Wednesday, June 29, 2005

Time Keeps On Slippin'

I was at a bar over the weekend with my fiancee and a few friends from work. One of the guys I work with was doing a gig at the bar; I'd wanted to see his band for months, but up to that night, our schedules didn't mesh.

When I got to the bar, there was a class reunion going on. I found out the Class of 1985 was having their 20th. When I heard this, I thought to myself "Man, only one more year, and I will be having my 20th reunion." And then, naturally, I started thinking about how time flies.

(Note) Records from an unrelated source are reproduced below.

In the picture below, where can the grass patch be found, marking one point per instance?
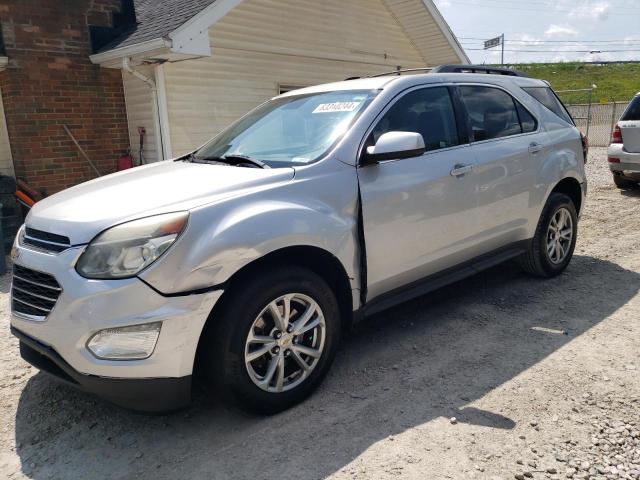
(619, 82)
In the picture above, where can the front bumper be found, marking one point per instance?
(147, 394)
(86, 306)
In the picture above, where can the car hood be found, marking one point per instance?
(83, 211)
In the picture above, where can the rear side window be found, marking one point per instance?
(493, 113)
(428, 111)
(529, 124)
(549, 99)
(633, 110)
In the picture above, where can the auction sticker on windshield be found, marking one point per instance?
(336, 107)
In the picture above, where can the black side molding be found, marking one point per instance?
(441, 279)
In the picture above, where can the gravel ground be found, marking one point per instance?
(500, 376)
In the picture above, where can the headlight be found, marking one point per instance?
(125, 343)
(126, 249)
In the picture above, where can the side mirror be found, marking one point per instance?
(395, 145)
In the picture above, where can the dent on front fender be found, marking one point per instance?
(221, 239)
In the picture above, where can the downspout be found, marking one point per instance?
(126, 66)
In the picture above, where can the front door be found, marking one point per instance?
(418, 213)
(509, 146)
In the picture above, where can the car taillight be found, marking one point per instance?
(617, 135)
(585, 146)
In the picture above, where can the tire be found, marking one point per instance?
(539, 260)
(247, 310)
(624, 184)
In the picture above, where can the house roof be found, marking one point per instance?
(178, 29)
(157, 19)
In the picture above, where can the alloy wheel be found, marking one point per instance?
(285, 343)
(559, 236)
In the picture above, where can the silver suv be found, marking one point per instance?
(242, 262)
(624, 151)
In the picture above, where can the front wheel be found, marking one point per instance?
(275, 339)
(552, 246)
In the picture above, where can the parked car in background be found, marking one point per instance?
(624, 151)
(245, 260)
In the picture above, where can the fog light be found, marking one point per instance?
(136, 342)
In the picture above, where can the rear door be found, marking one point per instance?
(507, 143)
(419, 213)
(630, 126)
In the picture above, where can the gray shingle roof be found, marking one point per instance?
(158, 18)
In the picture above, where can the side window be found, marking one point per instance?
(529, 124)
(549, 99)
(633, 111)
(428, 112)
(492, 112)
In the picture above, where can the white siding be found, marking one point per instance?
(139, 102)
(6, 163)
(265, 43)
(423, 31)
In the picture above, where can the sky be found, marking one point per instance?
(558, 30)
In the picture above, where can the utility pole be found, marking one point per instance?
(494, 42)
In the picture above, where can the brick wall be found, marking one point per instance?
(51, 82)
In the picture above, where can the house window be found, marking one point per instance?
(288, 88)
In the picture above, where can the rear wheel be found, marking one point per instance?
(275, 339)
(552, 247)
(624, 184)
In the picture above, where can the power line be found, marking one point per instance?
(557, 41)
(537, 10)
(558, 51)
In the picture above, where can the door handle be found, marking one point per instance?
(460, 170)
(535, 147)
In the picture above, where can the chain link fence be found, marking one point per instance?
(594, 117)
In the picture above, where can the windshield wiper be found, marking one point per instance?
(235, 160)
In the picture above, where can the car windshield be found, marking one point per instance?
(293, 130)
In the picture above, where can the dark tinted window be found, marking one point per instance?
(428, 112)
(492, 113)
(549, 99)
(529, 124)
(633, 110)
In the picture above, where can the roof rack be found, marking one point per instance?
(477, 69)
(403, 70)
(452, 69)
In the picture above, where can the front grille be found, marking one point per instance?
(49, 242)
(33, 293)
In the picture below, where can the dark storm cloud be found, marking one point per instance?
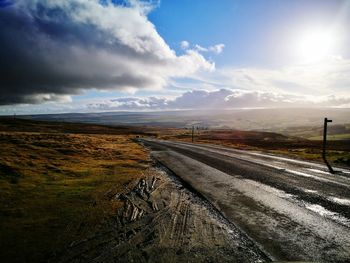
(52, 48)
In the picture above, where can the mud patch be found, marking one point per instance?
(163, 221)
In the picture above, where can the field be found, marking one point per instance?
(54, 179)
(65, 185)
(79, 192)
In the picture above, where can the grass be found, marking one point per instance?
(332, 137)
(51, 183)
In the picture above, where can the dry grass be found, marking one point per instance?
(53, 184)
(338, 150)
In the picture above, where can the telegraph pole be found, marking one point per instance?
(192, 132)
(325, 144)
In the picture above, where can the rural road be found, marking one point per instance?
(293, 210)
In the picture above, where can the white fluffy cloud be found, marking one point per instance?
(53, 48)
(328, 77)
(220, 99)
(217, 49)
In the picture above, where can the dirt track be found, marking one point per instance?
(295, 210)
(168, 223)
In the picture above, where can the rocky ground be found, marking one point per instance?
(163, 221)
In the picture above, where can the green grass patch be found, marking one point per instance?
(50, 184)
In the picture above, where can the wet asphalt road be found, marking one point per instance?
(293, 210)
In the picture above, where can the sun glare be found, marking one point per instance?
(315, 46)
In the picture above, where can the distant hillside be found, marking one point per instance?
(276, 120)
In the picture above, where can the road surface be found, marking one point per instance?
(293, 210)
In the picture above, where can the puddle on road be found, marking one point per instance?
(313, 207)
(319, 171)
(309, 191)
(270, 189)
(342, 201)
(328, 214)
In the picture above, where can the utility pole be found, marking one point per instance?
(192, 132)
(324, 145)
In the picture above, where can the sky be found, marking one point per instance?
(103, 55)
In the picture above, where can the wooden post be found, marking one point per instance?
(325, 144)
(192, 132)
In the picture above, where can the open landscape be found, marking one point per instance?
(174, 131)
(77, 192)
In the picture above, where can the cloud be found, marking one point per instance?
(217, 49)
(52, 48)
(184, 44)
(330, 76)
(220, 99)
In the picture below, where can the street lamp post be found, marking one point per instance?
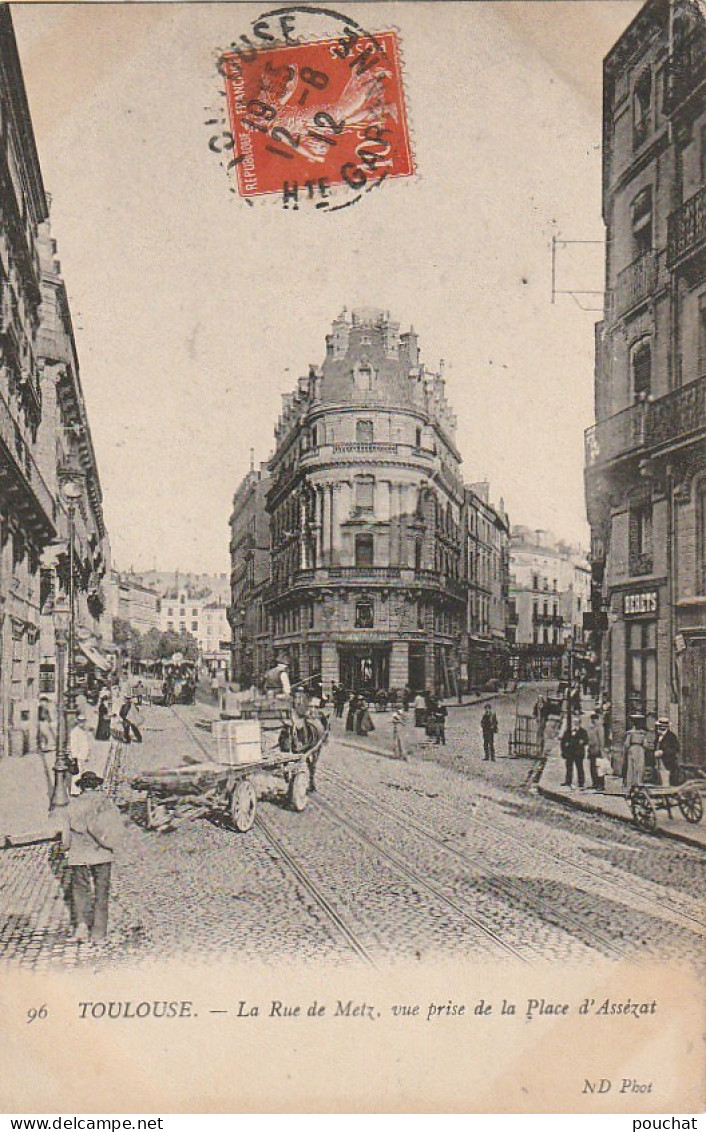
(60, 794)
(65, 628)
(71, 494)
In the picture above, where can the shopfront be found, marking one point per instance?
(640, 611)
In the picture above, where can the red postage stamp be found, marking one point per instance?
(325, 113)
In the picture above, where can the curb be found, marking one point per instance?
(588, 807)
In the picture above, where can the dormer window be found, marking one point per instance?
(640, 365)
(364, 377)
(642, 108)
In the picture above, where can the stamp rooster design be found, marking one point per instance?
(315, 114)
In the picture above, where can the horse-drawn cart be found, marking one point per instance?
(181, 794)
(645, 802)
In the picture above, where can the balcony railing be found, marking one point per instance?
(639, 564)
(648, 425)
(635, 283)
(26, 470)
(687, 228)
(687, 68)
(367, 575)
(371, 446)
(678, 414)
(617, 436)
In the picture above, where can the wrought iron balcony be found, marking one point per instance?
(674, 418)
(640, 564)
(370, 446)
(687, 228)
(678, 414)
(614, 437)
(635, 283)
(22, 480)
(687, 69)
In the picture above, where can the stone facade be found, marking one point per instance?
(250, 644)
(364, 516)
(550, 592)
(66, 454)
(487, 576)
(646, 455)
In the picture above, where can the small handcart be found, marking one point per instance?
(183, 794)
(645, 802)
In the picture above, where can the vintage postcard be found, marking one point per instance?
(353, 557)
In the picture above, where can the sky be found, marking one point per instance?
(195, 312)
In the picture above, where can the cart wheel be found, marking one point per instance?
(156, 816)
(691, 805)
(243, 805)
(298, 791)
(644, 814)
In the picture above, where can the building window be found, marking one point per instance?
(702, 331)
(364, 492)
(364, 377)
(642, 108)
(363, 615)
(639, 546)
(363, 431)
(642, 222)
(640, 368)
(46, 589)
(700, 539)
(364, 551)
(642, 669)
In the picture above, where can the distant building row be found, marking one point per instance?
(646, 454)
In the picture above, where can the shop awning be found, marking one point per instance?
(92, 653)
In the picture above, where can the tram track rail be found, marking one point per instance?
(513, 893)
(457, 906)
(508, 890)
(333, 917)
(635, 890)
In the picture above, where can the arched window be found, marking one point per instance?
(640, 368)
(364, 494)
(700, 537)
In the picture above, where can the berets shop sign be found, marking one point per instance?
(644, 603)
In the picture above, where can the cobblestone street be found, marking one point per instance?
(442, 854)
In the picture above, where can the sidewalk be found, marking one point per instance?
(612, 805)
(26, 787)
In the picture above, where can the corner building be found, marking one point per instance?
(646, 454)
(364, 504)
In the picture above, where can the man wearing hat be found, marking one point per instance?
(79, 749)
(93, 832)
(634, 747)
(277, 679)
(668, 751)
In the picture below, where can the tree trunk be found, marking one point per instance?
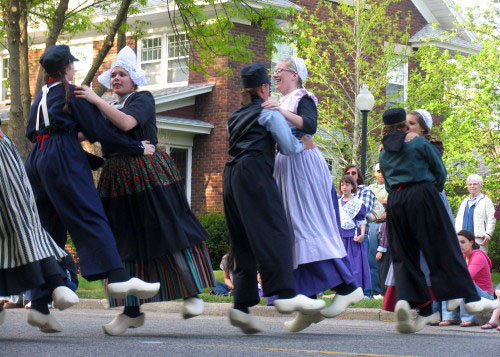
(108, 42)
(55, 31)
(24, 146)
(12, 16)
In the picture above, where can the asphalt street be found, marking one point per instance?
(167, 334)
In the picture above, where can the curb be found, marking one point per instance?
(222, 308)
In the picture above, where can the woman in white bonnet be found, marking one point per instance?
(320, 259)
(158, 236)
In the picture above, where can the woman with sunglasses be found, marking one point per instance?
(305, 184)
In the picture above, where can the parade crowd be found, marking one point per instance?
(294, 234)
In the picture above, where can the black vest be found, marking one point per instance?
(246, 136)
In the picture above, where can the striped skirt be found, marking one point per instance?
(181, 274)
(27, 252)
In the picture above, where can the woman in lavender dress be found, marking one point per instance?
(305, 184)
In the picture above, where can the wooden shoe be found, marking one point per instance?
(449, 323)
(135, 287)
(64, 297)
(121, 323)
(482, 305)
(341, 302)
(301, 322)
(46, 323)
(300, 303)
(192, 307)
(246, 322)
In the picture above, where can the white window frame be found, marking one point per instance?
(399, 76)
(164, 61)
(189, 163)
(2, 80)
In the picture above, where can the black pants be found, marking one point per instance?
(417, 220)
(258, 230)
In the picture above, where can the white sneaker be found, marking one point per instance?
(64, 297)
(406, 324)
(133, 286)
(482, 305)
(246, 322)
(192, 307)
(341, 302)
(300, 303)
(121, 323)
(46, 323)
(452, 305)
(301, 322)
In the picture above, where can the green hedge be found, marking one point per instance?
(218, 241)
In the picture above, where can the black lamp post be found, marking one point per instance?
(364, 102)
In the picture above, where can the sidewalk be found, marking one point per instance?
(221, 309)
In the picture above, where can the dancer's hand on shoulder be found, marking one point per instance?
(149, 149)
(271, 104)
(359, 239)
(86, 93)
(308, 142)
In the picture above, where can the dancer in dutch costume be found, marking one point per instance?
(158, 236)
(255, 216)
(305, 184)
(60, 174)
(417, 220)
(28, 255)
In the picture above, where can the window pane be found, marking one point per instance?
(153, 72)
(151, 49)
(180, 158)
(177, 70)
(394, 94)
(178, 46)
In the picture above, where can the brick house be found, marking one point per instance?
(191, 109)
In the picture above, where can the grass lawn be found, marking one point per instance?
(94, 290)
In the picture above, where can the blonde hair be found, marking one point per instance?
(290, 64)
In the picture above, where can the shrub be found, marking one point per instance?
(218, 241)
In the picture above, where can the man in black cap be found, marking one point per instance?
(417, 220)
(255, 215)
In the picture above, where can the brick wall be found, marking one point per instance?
(210, 151)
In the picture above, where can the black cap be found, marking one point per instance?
(394, 116)
(254, 75)
(56, 57)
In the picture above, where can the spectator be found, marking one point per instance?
(378, 189)
(479, 266)
(476, 213)
(367, 197)
(495, 316)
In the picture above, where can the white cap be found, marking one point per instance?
(301, 68)
(127, 60)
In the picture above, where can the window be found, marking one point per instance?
(4, 76)
(283, 50)
(84, 53)
(397, 84)
(164, 58)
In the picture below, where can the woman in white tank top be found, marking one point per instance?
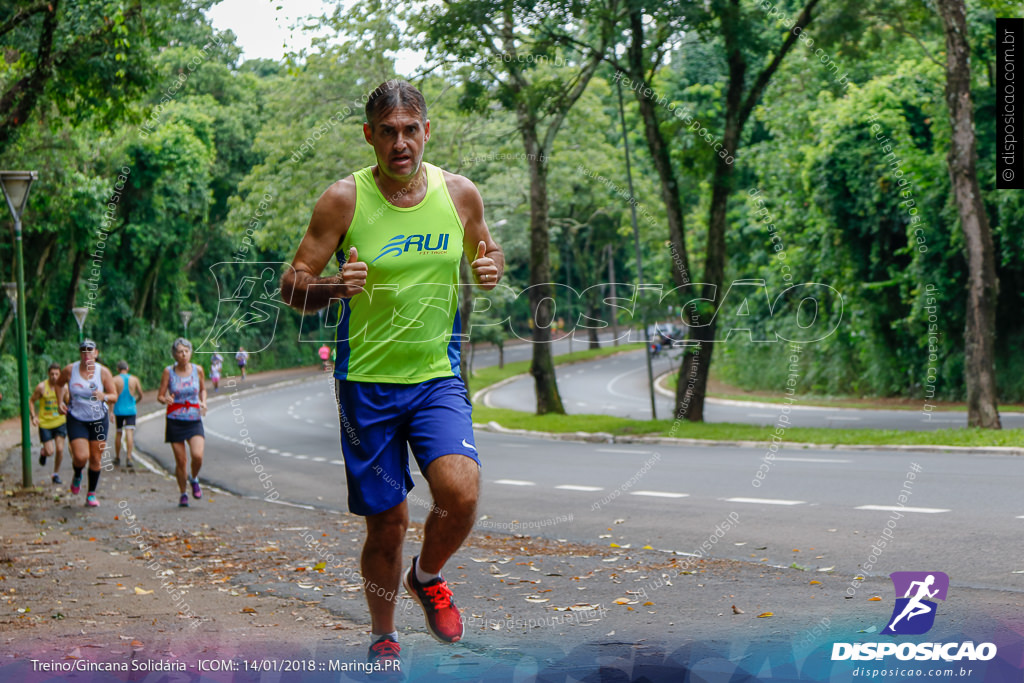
(90, 386)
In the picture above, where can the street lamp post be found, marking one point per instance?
(636, 247)
(80, 312)
(15, 190)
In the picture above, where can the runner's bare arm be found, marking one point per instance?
(162, 394)
(59, 389)
(487, 261)
(301, 286)
(36, 395)
(110, 393)
(202, 389)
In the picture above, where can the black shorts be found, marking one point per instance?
(178, 431)
(51, 433)
(124, 422)
(94, 431)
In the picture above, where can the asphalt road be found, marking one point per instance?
(961, 513)
(617, 385)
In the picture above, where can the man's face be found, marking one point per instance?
(398, 139)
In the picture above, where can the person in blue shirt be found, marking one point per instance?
(129, 390)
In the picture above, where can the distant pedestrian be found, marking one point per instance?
(52, 424)
(242, 357)
(90, 387)
(216, 364)
(129, 391)
(183, 391)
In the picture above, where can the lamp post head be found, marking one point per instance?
(80, 312)
(15, 189)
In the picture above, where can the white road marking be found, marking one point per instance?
(896, 508)
(764, 501)
(812, 460)
(657, 494)
(611, 383)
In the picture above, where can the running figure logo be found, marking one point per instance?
(253, 302)
(914, 612)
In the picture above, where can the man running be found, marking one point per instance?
(396, 373)
(52, 425)
(90, 387)
(242, 357)
(216, 364)
(129, 390)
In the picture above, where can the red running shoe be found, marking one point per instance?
(385, 664)
(443, 620)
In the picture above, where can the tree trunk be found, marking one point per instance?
(541, 293)
(982, 290)
(151, 279)
(76, 275)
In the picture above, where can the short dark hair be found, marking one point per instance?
(392, 94)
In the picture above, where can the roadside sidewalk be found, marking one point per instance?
(228, 578)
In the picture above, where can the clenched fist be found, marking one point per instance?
(484, 268)
(353, 274)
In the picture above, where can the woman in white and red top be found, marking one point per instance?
(182, 389)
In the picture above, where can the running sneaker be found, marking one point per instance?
(443, 620)
(385, 664)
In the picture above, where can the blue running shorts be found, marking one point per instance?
(380, 423)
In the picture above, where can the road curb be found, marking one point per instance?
(604, 437)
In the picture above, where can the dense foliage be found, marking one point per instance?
(172, 175)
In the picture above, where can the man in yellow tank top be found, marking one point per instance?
(398, 229)
(52, 425)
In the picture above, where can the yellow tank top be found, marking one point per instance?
(49, 416)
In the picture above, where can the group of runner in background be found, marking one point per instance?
(74, 402)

Twenty years ago, I started the summer between my junior and senior years of high school. Like everyone at that age, I thought I had my shit wired, but of course I didn't know squat about anything. I had tasted alcohol for the first time only a couple of months earlier. I'd had a few girlfriends, but nothing serious. I had no real idea about what I wanted to do with my life, but joining the Marine Corps, and working on computers were not things I would have put on my "to-do" list. I suppose I had planned on settling down and being a family man eventually, but I had always expected I'd be radically different from my parents. In all honesty, I don't remember much about what I had "planned" my life to be like; but I do know that I didn't expect it to be like this.

I was sure that I'd be among the cream of the crop in my chosen occupation, not just another cog in the machine. I knew that I'd be rich, as opposed to being middle class. I was positive that my parents would one day come to know, understand and agree with my way of thinking, but it was the other way around. I believed that my high school friendships would last a lifetime, not preparing myself for the reality that friendships, like pictures, often fade with the passing of time.

It's really funny how time works. When things are going good, time flies. When you're happy, time always seems to pass more quickly, no matter how much you try to hold onto the moment. When things are not so good, time is your enemy. You wish the unhappiness would end, and that you could get on with your life, but time seems to have a twisted sense of humor, and slows down during turbulent times. But the irony doesn't end there. As soon as an event or milestone has passed, it all seems to have gone by pretty quickly -- whether good or bad.

And so the cycle keeps going, at an ever-increasing rate of speed. Everyone says it... time goes faster as you get older. In my experience they're right, so I try to hold onto every minute. Even when I have a hectic day, and part of me wants it to end, I try to remember that life passes quickly. Every now and then, I long for retirement. But I quickly remember that I probably won't retire until 70 or so. While I may long for the slower pace of retirement, I'm not in such a hurry that I'm willing to wish the next thirty-odd years of my life away... that'll happen quickly enough.